Roth conversions are typically attractive to participants who expect their tax rate to be higher in the future, either because they expect future promotions to raise their income into higher brackets, or because they expect tax rates to rise.
Your employees can only take advantage of the expanded Roth conversions if you amend your plan. Please let us know if you want your retirement plan amended to take advantage of this new opportunity.
The Taxpayer Relief Act also had an impact on fringe benefits.

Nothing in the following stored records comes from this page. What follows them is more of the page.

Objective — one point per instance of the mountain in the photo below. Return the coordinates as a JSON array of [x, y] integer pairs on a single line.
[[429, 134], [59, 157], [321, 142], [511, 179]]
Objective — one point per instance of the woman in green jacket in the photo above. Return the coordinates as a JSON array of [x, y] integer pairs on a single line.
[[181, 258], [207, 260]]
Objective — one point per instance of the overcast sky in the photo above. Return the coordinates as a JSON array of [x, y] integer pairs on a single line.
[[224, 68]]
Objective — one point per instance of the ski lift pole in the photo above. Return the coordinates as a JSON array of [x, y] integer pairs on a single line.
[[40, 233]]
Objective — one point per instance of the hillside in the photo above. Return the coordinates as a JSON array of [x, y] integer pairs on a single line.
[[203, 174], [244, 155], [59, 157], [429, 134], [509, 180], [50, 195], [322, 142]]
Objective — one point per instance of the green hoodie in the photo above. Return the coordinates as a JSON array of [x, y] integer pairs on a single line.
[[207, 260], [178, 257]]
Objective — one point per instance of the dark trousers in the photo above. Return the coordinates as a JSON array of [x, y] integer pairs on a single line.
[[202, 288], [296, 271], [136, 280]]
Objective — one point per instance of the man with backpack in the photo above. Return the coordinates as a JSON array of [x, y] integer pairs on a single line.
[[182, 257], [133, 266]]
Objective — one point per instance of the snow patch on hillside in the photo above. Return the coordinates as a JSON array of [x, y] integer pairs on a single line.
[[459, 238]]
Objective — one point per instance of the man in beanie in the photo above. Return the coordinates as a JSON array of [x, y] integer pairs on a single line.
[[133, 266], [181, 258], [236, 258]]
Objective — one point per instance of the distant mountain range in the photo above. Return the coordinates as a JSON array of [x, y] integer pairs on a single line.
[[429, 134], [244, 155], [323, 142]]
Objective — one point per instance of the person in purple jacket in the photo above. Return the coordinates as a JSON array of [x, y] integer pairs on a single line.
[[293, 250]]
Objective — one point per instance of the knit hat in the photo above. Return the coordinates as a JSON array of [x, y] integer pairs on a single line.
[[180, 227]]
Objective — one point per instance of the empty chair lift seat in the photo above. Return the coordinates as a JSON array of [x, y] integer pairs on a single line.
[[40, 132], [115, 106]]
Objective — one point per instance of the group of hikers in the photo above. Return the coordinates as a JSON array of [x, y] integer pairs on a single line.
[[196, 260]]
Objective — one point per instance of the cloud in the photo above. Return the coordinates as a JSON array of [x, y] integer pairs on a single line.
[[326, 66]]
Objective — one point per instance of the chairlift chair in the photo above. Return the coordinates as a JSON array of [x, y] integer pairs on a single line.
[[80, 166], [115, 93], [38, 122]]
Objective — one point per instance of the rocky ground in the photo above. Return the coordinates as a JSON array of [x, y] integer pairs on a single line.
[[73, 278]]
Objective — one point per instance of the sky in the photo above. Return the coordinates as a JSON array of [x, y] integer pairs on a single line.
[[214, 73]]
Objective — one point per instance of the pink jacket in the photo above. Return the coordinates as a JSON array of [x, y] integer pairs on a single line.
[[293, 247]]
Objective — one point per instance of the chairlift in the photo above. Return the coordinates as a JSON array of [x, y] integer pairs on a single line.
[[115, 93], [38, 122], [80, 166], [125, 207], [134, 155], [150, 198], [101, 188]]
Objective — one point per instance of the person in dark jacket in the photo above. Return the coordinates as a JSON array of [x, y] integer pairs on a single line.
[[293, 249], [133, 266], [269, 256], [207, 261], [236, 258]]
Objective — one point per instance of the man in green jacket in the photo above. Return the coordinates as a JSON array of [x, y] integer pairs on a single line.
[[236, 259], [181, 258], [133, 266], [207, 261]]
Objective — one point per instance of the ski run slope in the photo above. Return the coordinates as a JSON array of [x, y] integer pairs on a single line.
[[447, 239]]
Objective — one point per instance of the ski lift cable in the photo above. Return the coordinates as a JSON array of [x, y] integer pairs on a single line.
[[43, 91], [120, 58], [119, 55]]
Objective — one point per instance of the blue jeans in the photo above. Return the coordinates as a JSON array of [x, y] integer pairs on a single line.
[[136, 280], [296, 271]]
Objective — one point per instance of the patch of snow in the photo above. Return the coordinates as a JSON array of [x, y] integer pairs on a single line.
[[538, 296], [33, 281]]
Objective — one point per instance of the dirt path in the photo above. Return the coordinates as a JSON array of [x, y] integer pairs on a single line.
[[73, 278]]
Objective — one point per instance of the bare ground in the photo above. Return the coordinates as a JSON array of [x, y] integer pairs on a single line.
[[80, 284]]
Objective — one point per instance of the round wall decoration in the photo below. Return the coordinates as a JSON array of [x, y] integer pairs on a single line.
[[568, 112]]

Increased limit temporarily extended:
- Qualified Transportation Plans. A qualified transportation plan allows employees to make pre-tax contributions for parking and transit passes. In 2011, an employee could pay, on a pre-tax basis, up to $230 per month for parking and $230 per month for transit passes. Initially, the transit pass limit had not been extended, so for 2012, an employee could pay up to $240 for parking but only $125 for transit passes. The Taxpayer Relief Act restored parity for parking and transit passes through 2013. The limit on each will be $245 in 2013. Surprisingly, the restoration of parity was retroactive to 2012.
Some Temporary Rules Made Permanent:
Although tax laws can always be changed (so describing anything as "permanent" may be a misnomer), inertia now works in favor of the following benefits which no longer have expiration dates.
- Dependent care FSAs. The Taxpayer Relief Act made permanent the amount of "deemed income" of a disabled spouse for purposes of determining how much an employee may contribute to a dependent care FSA.
- Qualified educational assistance and adoption assistance. The exclusions that allowed an employer to provide these benefits to an employee on a nontaxable basis were set to expire December 31, 2012, but now have been made permanent.